Patey offered some sort of rationale for the observable range of power-law behavior: the lower limit
q(min)=2*pi/l corresponds to the persistence length l=6-7 (as also seen by Weis and Levesque); and the
upper limit q(max)=pi corresponds to the shortest possible chain of 2 particles.
Our theory does not predict a power-law of S(q). We also considered the paper of Camp and Patey and
replotted Fig. 6. Error bars of fitting are added in the legend of the plot. Fitting is now done from 0 < q < 3.
RC: (12) Page 18, line 6. Does "correlation scale" mean some sort of mean spacing, rather than a
correlation length?
We decided to remove the sentence, not to puzzle the readers.
(13) Page 18, line 18 onwards. In equation (4.1) why is the total S(q)written in this form. For a binary
mixture, S(k) = (x1^2)*S11(k) +2*x1*x2*S12(k) + (x2^2)*S22(k) (see Hansen and McDonald). It is
therefore not so surprising that the simple linear combination in equation (4.1 )doesn't match up with the
simulations.
It is commonly considered that the interaction between small and large particles are too weak and not
worth extending the model since they make the theory more complicated. In the present paper we wanted
also to underline that it is not the case for the systems under study.
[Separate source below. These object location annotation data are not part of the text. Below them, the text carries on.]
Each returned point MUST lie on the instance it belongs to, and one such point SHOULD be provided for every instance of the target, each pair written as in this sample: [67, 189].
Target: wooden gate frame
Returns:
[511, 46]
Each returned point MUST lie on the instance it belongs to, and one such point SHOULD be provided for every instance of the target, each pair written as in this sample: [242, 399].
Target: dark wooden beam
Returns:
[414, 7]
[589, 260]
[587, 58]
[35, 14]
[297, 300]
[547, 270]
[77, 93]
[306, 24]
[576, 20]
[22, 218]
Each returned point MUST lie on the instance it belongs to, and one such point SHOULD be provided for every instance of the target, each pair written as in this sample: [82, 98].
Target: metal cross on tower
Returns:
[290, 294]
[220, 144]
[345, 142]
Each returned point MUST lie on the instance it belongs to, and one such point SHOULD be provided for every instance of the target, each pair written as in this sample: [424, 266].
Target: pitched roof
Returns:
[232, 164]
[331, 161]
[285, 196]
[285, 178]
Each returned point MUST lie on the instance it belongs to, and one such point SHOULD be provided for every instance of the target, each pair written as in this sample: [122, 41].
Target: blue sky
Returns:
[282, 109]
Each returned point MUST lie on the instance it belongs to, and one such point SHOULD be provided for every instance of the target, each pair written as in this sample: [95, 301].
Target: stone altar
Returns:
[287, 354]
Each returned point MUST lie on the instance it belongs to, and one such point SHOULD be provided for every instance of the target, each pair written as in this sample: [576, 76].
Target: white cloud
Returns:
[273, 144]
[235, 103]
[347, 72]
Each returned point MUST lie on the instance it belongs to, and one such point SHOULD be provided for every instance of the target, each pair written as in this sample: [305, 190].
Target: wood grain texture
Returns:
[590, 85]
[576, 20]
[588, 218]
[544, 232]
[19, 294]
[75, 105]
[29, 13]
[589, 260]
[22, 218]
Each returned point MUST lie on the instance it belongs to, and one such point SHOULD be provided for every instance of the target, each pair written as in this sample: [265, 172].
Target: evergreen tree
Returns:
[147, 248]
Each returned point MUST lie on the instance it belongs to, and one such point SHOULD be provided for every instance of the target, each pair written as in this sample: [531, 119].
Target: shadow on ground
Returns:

That is why we decided to use an
ideal binary mixture, in which particles from different fractions are totally indifferent to each other, so the
linear combination was used for the “ideal” binary mixture.
(14) References: the complete lists of authors should be given for references 2, 3, 6, 8, 9, 11, 22-25, 4649, 52-54, 61, 63, 64, and 67; the proper journal abbreviations should be given in references 1 and 24;
the correct author names should be given in references 15 and 26; and reference 27 is mainly about
dipolar hard spherocylinders and cut spheres, and not so much about model ferrofluids - Phys. Rev. E 48,
3728 (1993) could be added to the list.
The complete list of authors is given now. The abbreviation for the journal in Ref. 1 is taken from the website of Molecular Physics, the abbreviation for PCCP is changed to Phys. Chem. Chem. Phys. Names are
corrected. The reference is replaced.
(15) Could the authors comment on the likely accuracy of the theory in terms of thermodynamics
properties? For instance, the compressibility is linked to S(q) at q=0.
As for the compressibility in our theory, it has a finite value. Since our theory is based on a noninteracting gas of aggregates, we expect that thermodynamic properties will be correct as long as
this limiting assumption holds. We decided not compare our values with simulation results, and
are also not aware of any experimental data. We would like to thank the Referee for the idea, and
will surely look at it in the future.
An additional acknowledgement to JJW is added also to the paper.
Sincerely yours, Sofia S. Kantorovich for all authors.